Personal information
- Born: 23 September 1967 (age 58)

Playing information
- Position: Prop, Second-row
Club
| Years | Team | Pld | T | G | FG | P |
| 1989–90 | Cronulla | 7 | 0 | 0 | 0 | 0 |
| 1991–93 | Illawarra | 47 | 4 | 0 | 0 | 0 |
| 1994–97 | Western Suburbs | 67 | 6 | 0 | 0 | 24 |
|  | Total | 121 | 10 | 0 | 0 | 24 |
Representative
| Years | Team | Pld | T | G | FG | P |
| 1997 | NSW Country | 1 | 0 | 0 | 0 | 0 |
- Source:

= Bill Dunn (rugby league) =

Australian rugby league footballer

Bill Dunn (born 23 September 1967) is an Australian former professional rugby league footballer who played for Cronulla, Illawarra and the Western Suburbs.

==Biography==
A forward, Dunn played his football mostly as a second-row or prop.
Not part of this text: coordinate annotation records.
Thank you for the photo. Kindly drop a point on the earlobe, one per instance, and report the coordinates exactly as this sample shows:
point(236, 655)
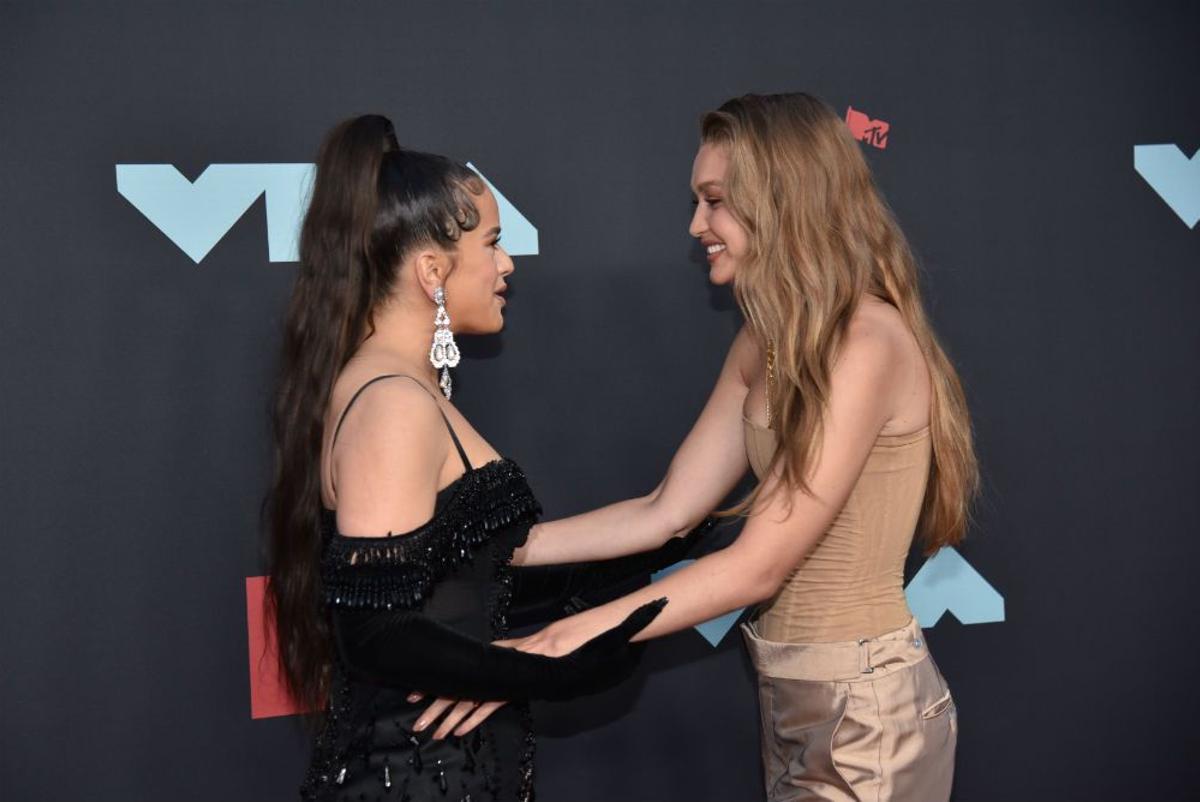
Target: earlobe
point(431, 270)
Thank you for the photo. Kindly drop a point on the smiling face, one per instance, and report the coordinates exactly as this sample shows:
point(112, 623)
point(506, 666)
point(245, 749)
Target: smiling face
point(475, 286)
point(724, 238)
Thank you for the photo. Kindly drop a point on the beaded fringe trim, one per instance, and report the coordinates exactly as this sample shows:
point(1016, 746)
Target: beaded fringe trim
point(397, 572)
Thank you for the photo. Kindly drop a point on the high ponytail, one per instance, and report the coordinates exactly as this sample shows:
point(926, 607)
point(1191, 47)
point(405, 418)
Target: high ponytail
point(372, 203)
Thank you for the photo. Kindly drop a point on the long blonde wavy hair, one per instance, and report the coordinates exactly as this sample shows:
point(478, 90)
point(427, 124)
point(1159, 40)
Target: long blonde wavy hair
point(820, 235)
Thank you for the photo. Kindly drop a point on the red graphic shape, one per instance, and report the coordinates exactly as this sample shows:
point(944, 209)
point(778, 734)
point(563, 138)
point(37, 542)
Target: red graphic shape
point(864, 129)
point(268, 694)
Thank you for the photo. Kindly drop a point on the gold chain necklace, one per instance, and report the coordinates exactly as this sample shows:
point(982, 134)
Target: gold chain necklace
point(771, 378)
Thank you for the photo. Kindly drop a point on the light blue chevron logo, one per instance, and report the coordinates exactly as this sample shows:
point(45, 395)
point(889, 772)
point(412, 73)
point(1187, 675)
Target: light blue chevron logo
point(1175, 177)
point(948, 584)
point(945, 584)
point(195, 215)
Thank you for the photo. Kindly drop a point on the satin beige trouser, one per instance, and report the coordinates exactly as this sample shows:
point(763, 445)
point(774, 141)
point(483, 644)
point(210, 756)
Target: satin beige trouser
point(855, 722)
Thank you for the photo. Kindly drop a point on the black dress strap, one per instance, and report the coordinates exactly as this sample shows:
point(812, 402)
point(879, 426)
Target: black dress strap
point(457, 444)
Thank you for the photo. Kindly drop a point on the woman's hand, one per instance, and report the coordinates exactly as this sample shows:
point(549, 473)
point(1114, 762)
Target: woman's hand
point(556, 640)
point(473, 712)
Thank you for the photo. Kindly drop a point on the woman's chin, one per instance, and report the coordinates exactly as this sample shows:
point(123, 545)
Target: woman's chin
point(720, 274)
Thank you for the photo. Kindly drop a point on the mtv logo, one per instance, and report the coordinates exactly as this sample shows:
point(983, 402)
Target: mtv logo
point(945, 584)
point(864, 129)
point(195, 215)
point(1174, 177)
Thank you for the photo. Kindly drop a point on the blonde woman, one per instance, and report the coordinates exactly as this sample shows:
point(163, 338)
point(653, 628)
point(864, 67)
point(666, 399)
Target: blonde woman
point(839, 397)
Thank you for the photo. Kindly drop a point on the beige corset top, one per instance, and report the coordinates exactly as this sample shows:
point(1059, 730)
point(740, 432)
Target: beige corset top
point(851, 585)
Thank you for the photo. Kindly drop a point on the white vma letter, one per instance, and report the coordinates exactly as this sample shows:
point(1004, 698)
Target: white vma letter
point(196, 215)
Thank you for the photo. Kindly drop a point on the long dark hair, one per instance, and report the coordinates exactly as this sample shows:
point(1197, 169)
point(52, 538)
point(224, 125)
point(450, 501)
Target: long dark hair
point(372, 203)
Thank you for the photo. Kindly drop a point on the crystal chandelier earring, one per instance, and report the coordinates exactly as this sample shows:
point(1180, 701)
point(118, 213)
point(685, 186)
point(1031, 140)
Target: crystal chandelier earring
point(444, 352)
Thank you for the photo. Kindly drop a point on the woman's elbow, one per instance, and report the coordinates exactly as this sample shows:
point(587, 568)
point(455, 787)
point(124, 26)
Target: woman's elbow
point(759, 584)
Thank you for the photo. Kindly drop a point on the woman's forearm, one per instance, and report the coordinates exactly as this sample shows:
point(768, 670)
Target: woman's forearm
point(709, 587)
point(622, 528)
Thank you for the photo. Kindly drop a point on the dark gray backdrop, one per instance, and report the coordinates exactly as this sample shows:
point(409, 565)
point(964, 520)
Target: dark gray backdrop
point(132, 419)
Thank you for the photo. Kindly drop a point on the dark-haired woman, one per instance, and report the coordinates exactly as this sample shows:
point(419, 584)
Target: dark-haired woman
point(393, 521)
point(839, 397)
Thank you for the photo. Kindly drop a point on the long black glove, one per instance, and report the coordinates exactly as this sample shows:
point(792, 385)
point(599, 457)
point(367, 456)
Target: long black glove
point(414, 652)
point(544, 593)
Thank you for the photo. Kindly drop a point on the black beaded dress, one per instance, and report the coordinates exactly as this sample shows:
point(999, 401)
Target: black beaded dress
point(418, 611)
point(454, 570)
He went to high school in Tweed Heads and was an Australian Schoolboys representative player in 1985.

Dunn made only seven first-grade appearances during his time at Cronulla but received more regular games when he switched to Illawarra for the 1991 season. In 1992 his 22 first-grade games for Illawarra including three finals, culminating in a four-point preliminary final loss to St. George. He finished his career at Western Suburbs, where he played for four years.

In 1997, his final season, he made a representative appearance for NSW Country.